I'm using PostgreSQL 9.4. I've got a resources table which has the following columns:
id
name
provider
description
category
Let's say none of these columns is required (save for the id). I want resources to have a completion level, meaning that resources with NULL values for each column will be at 0% completion level.
Now, each column has a percentage weight. Let's say:
name: 40%
provider: 30%
description: 20%
category: 10%
So if a resource has a provider and a category, its completion level is at 60%.
These weight percentages could change at any time, so having a completion_level column which always has the value of the completion level will not work out (there could be million of resources). For example, at any moment, the percentage weight of description could decrease from 20% to 10% and category's from 10% to 20%. Maybe even other columns could be created and have their own weight.
The final objective is to be able to order resources by their completion levels.
I'm not sure how to approach this. I'm currently using Rails so almost all interaction with the database has been through the ORM, which I believe is not going to be much help in this case.
The only query I've found that somewhat resembles a solution (and not really) is to do something like the following:
SELECT * from resources
ORDER BY CASE name IS NOT NULL AND
provider IS NOT NULL AND
description is NOT NULL AND
category IS NOT NULL THEN 100
WHEN name is NULL AND provider IS NOT NULL...
However, there I must per mutate by every possible combination and that's pretty bad.

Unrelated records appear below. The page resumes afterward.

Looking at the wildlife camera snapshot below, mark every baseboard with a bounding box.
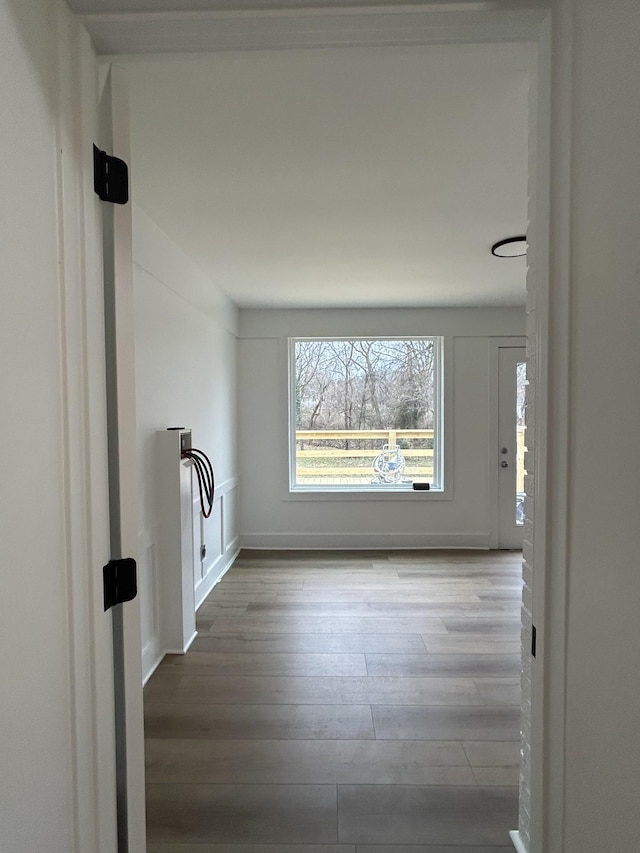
[142,652,166,687]
[241,533,490,551]
[195,538,240,610]
[509,829,529,853]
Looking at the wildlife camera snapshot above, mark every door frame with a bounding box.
[488,337,526,550]
[99,65,146,853]
[91,2,560,853]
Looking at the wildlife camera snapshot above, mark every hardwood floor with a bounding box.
[145,551,522,853]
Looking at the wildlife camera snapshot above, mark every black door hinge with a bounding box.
[93,145,129,204]
[102,557,138,610]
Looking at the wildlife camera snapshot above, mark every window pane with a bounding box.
[292,338,437,489]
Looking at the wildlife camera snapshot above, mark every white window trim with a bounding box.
[282,332,453,502]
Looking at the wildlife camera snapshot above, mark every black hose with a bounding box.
[182,447,215,518]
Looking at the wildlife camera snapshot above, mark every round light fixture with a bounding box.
[491,234,527,258]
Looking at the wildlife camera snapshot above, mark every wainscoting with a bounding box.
[145,551,522,853]
[138,479,239,683]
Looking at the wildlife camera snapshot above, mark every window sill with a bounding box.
[284,486,453,502]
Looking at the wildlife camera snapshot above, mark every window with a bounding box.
[289,337,442,492]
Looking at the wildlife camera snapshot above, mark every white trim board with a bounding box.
[240,533,490,551]
[194,537,240,611]
[80,5,547,55]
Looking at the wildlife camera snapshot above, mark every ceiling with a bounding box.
[82,0,532,307]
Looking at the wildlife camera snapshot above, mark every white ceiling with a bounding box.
[118,44,530,307]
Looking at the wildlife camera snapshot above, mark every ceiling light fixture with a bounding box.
[491,234,527,258]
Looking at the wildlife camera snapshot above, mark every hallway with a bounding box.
[145,551,521,853]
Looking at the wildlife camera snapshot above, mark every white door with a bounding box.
[497,347,526,549]
[100,66,146,853]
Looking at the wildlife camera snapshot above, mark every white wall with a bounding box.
[538,0,640,853]
[239,308,525,548]
[132,203,239,677]
[0,0,116,853]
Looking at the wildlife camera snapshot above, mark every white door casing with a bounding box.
[100,66,146,853]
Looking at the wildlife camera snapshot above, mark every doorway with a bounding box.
[497,347,526,550]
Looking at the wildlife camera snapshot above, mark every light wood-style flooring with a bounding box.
[145,551,522,853]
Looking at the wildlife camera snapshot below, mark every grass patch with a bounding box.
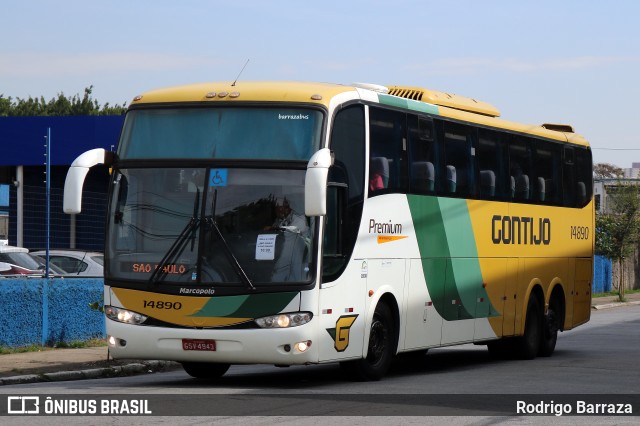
[592,289,640,297]
[0,339,107,355]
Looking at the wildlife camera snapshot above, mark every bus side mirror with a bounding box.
[304,148,333,216]
[62,148,113,214]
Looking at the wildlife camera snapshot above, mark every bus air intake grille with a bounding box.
[389,87,424,101]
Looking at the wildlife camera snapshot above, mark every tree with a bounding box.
[0,86,127,117]
[593,163,624,179]
[596,181,640,301]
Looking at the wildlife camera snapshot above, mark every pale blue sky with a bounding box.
[0,0,640,167]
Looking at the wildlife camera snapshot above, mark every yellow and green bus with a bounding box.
[64,82,594,380]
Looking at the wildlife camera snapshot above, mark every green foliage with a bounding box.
[593,163,624,179]
[595,181,640,300]
[0,86,127,117]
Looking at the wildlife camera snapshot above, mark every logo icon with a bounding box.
[327,314,358,352]
[7,396,40,414]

Add a weights table as in this SQL Fiddle:
PostgreSQL 9.6 Schema Setup:
CREATE TABLE resource_weights
( id int primary key check(id = 1)
, name numeric
, provider numeric
, description numeric
, category numeric);
INSERT INTO resource_weights
(id, name, provider, description, category)
VALUES
(1, .4, .3, .2, .1);
CREATE TABLE resources
( id int
, name varchar(50)
, provider varchar(50)
, description varchar(50)
, category varchar(50));
INSERT INTO resources
(id, name, provider, description, category)
VALUES
(1, 'abc', 'abc', 'abc', 'abc'),
(2, NULL, 'abc', 'abc', 'abc'),
(3, NULL, NULL, 'abc', 'abc'),
(4, NULL, 'abc', NULL, NULL);
Then calculate your weights at runtime like this
Query 1:
select r.*
, case when r.name is null then 0 else w.name end
+ case when r.provider is null then 0 else w.provider end
+ case when r.description is null then 0 else w.description end
+ case when r.category is null then 0 else w.category end weight
from resources r
cross join resource_weights w
order by weight desc
Results:
| id | name | provider | description | category | weight |
|----|--------|----------|-------------|----------|--------|
| 1 | abc | abc | abc | abc | 1 |
| 2 | (null) | abc | abc | abc | 0.6 |
| 3 | (null) | (null) | abc | abc | 0.3 |
| 4 | (null) | abc | (null) | (null) | 0.3 |
SQL's ORDER BY can order things by pretty much any expression; in particular, you can order by a sum. CASE is also fairly versatile (if somewhat verbose) and an expression so you can say things like:
case when name is not null then 40 else 0 end
which is more or less equivalent to name.nil?? 0 : 40 in Ruby.
Putting those together:
order by case when name is not null then 40 else 0 end
+ case when provider is not null then 30 else 0 end
+ case when description is not null then 20 else 0 end
+ case when category is not null then 10 else 0 end
Somewhat verbose but it'll do the right thing. Translating that into ActiveRecord is fairly easy:
query.order(Arel.sql(%q{
case when name is not null then 40 else 0 end
+ case when provider is not null then 30 else 0 end
+ case when description is not null then 20 else 0 end
+ case when category is not null then 10 else 0 end
}))
or in the other direction:
query.order(Arel.sql(%q{
case when name is not null then 40 else 0 end
+ case when provider is not null then 30 else 0 end
+ case when description is not null then 20 else 0 end
+ case when category is not null then 10 else 0 end
desc
}))
You'll need the Arel.sql call to avoid deprecation warnings in Rails 5.2+ as they don't want you to order(some_string) anymore, they just want you ordering by attributes unless you want to jump through some hoops to say that you really mean it.
Sum up weights like this:
SELECT * FROM resources
ORDER BY (CASE WHEN name IS NULL THEN 0 ELSE 40 END
+ CASE WHEN provider IS NULL THEN 0 ELSE 30 END
+ CASE WHEN description IS NULL THEN 0 ELSE 20 END
+ CASE WHEN category IS NULL THEN 0 ELSE 10 END) DESC;
This is how I would do it.
First: Weights
Since you say that the weights can chage from time to time, you have to create an structure to handle the changes. It could be a simple table. For this solution, it will be called weigths.
-- Table: weights
CREATE TABLE weights(id serial, table_nane text, column_name text, weight numeric(5,2));
id | table_name | column_name | weight
---+------------+--------------+--------
1 | resources | name | 40.00
2 | resources | provider | 30.00
3 | resources | description | 20.00
4 | resources | category | 10.00
So, when you need to change categories from 10 to 20 or/and description from 20 to 10, you update this structure.
Second: completion_level
Since you say that you could have millions of rows, it is ok to have completion_level column in the table resources; for efficiency purposes.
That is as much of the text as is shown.